Testing doesn't, by policy, get reliably timely security patches. https://www.debian.org/security/faq#testing

(I wish Debian had a genuinely supported rolling or rolling-ish flavor. It's bad for the Linux ecosystem when people who don't need to be using out-of-date software use out-of-date software from stable.)

"unstable" (ignore the name, assume it refers to the version numbers...) serves this purpose for many.
It does for many, but:

1) The general attitude seems to be that if something breaks, the user is at fault for using something called “unstable”. I.e. it’s not positioned as a way for the casual user to keep using up-to-date software that’d still be smoke-tested enough that you don’t need to be an enthusiast who can resurrect an occasional broken system.
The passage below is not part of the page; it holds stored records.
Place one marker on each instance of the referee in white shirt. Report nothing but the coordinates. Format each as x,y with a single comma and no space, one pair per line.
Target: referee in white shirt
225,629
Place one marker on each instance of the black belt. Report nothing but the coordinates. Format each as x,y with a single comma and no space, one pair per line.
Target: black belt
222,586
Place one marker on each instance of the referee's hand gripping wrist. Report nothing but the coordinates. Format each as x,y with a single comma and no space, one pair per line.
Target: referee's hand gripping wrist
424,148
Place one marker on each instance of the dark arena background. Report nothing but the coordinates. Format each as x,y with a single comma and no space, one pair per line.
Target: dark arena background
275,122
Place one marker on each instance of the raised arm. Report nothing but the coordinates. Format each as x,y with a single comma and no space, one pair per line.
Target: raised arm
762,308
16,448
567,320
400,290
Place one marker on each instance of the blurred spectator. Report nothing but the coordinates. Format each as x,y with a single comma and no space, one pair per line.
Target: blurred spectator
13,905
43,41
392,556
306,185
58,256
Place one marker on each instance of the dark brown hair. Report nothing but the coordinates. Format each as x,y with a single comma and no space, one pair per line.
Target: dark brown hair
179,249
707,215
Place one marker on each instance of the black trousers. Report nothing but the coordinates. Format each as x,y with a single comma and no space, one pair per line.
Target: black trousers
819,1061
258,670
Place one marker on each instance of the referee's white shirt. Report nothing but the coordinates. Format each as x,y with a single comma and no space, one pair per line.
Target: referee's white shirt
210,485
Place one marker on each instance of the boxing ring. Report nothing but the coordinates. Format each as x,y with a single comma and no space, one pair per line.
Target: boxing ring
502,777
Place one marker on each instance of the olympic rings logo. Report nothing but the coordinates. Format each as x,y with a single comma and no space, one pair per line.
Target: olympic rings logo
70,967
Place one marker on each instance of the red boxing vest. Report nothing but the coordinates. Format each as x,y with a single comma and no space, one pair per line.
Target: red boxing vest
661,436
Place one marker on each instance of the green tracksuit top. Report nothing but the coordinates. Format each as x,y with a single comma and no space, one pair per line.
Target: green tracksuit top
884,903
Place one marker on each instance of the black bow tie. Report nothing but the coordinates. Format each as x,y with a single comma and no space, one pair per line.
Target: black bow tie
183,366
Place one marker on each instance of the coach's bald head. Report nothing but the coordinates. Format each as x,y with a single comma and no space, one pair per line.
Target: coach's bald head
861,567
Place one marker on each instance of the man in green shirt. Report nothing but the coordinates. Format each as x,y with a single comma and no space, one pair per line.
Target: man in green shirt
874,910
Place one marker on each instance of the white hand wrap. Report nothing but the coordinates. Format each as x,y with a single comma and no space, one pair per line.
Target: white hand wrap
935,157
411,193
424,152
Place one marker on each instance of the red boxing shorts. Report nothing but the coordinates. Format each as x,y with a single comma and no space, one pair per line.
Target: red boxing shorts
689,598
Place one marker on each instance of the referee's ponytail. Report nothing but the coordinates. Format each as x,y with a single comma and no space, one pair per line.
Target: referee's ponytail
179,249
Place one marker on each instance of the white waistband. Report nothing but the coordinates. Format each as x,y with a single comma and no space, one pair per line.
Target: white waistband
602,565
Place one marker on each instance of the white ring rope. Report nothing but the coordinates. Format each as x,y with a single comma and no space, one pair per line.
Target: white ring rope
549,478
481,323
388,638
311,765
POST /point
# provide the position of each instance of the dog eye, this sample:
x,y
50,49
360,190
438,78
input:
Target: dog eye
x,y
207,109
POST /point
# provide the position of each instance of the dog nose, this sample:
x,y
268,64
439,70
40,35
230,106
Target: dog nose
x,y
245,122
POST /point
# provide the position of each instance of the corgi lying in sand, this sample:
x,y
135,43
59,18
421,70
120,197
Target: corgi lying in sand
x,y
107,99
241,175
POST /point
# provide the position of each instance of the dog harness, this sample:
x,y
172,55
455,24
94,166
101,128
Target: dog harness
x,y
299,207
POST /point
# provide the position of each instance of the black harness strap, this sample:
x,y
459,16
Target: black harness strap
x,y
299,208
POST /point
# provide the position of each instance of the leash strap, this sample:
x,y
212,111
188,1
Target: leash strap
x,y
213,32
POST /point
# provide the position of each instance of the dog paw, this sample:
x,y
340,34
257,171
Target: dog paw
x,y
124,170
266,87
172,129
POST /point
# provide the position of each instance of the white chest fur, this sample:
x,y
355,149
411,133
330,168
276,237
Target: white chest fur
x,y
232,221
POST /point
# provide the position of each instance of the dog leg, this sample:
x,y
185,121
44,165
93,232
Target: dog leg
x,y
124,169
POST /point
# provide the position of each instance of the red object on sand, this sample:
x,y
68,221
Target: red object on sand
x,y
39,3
2) While there probably in practice is better security coverage than in testing and backports, formally there still isn’t security support per https://www.debian.org/security/faq#unstable . (I do recognize your HN handle and know you know this, but I’m providing the link for other readers.)

> it’s not positioned as a way for the casual user

Indeed. Any crazy ideas on how to remedy this? :)

Repurposing testing as such a distro (not calling it “testing”). Discontinuing stable (i.e. leaving the enterprise use case to Red Hat and SuSE) if the security team doesn’t have capacity to support both.
That's a huge ask. My query was really about "rebranding" unstable.